Quali sono i benefici di queste soluzioni?
I benefici principali riguardano il controllo dell’insorgenza di disturbi di carattere produttivo, riduzione del wandering e dell’ansia e, quindi, maggiore serenità.
In cosa consiste la personalizzazione di queste terapie?
Viene fatta una valutazione globale del paziente perché i gradi di decadimento cognitivo sono ovviamente diversi e noi dobbiamo lavorare in funzione dell’entità del decadimento e delle abilità residue. Le abilità perse, come la memoria, non sono recuperabili. Però è recuperabile un’alterazione del linguaggio, che può addirittura essere migliorabile. Il fine di tutto ciò è dare maggiore autonomia al paziente stesso.
A Brescia ha da poco riaperto Alzheimer in Lab, una rappresentazione visiva ed esperienziale della malattia. Qual è il ruolo sociale di un progetto simile?
Alzheimer in Lab mostra le diverse fasi della malattia e come affrontarle preparando l’ambiente, anche quello casalingo. Vuole essere un’esperienza di comunicazione proprio per sconfiggere l’indifferenza di chi non conosce questa patologia in continua crescita. Insegna come fare, a tutti: è aperto alle scuole, ai familiari di pazienti, agli operatori… Leggendo i giornali vedrà che non mancano notizie riguardanti l’Alzheimer, ma si tratta di informazioni frammentate che possono addirittura disorientare i caregiver. L’alzheimer è una patologia molto sfaccettata, non servono tanti concetti, l’educazione giusta è quella che insegna cosa bisogna fare e come bisogna comportarsi… deve essere pragmatica. Per questo Alzheimer in Lab sarà itinerante.

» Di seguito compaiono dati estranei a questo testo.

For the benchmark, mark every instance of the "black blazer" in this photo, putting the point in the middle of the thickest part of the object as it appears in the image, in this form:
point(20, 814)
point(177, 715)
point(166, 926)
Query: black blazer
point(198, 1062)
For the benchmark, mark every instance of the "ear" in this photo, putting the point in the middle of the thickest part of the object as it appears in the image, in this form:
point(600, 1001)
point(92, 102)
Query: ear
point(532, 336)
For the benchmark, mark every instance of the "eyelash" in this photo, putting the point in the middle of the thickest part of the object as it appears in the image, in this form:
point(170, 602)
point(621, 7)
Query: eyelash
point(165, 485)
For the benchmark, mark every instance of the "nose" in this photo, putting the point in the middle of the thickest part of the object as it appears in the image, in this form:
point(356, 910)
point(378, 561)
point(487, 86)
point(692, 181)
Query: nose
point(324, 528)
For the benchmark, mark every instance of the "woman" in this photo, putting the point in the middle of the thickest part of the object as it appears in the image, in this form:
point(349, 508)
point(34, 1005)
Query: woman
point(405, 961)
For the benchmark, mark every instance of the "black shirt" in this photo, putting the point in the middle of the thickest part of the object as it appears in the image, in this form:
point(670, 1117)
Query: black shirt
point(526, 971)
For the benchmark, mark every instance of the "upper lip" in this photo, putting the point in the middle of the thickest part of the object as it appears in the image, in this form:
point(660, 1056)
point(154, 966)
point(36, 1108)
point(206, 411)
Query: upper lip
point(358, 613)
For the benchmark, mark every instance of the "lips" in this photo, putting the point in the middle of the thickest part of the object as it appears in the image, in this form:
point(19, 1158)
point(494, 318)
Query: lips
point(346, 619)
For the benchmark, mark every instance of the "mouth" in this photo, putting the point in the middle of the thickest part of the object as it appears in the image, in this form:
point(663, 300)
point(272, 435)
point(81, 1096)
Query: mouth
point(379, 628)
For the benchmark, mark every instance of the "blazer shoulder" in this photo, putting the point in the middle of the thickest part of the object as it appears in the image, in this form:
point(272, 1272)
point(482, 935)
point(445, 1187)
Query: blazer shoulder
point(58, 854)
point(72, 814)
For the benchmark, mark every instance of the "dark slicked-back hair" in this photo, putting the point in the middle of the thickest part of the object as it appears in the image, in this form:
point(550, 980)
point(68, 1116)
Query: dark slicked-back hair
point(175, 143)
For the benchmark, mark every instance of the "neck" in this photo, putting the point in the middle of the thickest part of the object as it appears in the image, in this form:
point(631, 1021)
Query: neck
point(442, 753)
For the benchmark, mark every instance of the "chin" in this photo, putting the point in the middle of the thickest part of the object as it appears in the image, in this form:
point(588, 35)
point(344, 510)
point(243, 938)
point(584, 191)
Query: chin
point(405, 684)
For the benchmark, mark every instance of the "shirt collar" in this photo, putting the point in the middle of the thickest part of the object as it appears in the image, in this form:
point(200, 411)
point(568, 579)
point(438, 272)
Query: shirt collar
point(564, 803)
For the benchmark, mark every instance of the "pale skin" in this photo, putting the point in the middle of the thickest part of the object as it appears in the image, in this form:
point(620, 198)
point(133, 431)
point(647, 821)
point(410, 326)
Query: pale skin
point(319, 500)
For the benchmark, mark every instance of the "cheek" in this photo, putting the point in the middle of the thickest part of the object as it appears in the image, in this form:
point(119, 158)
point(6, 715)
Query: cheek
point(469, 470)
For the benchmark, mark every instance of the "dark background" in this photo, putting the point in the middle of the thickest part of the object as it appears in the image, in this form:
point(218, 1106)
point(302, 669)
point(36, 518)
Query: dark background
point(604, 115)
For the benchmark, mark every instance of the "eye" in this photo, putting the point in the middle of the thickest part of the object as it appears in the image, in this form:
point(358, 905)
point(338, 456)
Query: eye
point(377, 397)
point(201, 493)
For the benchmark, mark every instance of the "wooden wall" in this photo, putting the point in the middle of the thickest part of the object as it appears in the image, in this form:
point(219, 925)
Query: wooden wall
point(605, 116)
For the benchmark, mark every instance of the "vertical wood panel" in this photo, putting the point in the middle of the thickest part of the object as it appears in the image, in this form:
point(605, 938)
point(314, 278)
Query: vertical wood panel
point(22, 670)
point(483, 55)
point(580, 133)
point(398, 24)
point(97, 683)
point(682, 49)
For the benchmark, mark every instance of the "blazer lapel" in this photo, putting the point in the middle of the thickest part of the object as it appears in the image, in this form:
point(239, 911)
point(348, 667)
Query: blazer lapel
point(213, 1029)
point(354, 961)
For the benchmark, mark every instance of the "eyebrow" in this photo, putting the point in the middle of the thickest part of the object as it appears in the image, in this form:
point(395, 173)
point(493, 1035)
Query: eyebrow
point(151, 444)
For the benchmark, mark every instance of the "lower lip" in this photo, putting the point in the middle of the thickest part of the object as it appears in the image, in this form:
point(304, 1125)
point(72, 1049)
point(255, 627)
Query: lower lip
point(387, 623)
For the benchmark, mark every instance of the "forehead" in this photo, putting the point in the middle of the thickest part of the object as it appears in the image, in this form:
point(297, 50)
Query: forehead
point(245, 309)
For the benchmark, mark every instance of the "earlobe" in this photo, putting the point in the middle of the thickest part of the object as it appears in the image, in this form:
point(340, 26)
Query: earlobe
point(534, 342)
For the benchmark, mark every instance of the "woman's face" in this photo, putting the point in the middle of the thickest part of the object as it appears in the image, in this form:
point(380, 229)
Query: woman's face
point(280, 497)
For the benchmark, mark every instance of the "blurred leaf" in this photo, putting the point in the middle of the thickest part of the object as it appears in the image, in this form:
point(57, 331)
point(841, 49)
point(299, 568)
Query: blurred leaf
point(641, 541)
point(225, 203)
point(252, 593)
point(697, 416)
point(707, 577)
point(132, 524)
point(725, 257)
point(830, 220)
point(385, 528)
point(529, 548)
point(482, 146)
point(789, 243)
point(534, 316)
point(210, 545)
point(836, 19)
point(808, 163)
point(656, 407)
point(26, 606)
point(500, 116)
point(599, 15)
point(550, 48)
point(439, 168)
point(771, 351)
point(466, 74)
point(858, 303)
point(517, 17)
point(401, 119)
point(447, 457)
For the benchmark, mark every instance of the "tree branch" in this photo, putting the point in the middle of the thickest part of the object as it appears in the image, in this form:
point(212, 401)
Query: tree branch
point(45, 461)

Perché, nonostante l’incidenza alta di questa malattia, c’è ancora così tanta indifferenza intorno a essa?
I dati attendevano per il 2010 36 milioni di persone malate di Alzheimer a livello mondiale, nel 2013 44 milioni, nel 2030 70 milioni e nel 2050 135 milioni. I dati aggiornati evidenziano un panorama peggiore, già nel 2018 sono 50 milioni, nel 2030 se ne prevedono 82, nel 2050 152. È ovvio che questa patologia è un’epidemia, ma è un’epidemia silente perché purtroppo la diagnosi viene fatta in ritardo. Invece bisognerebbe fare una diagnosi precoce e iniziare con trattamenti che possono riguardare la modifica dello stile di vita o la rimozione di neuro minacce cerebrali in anticipo.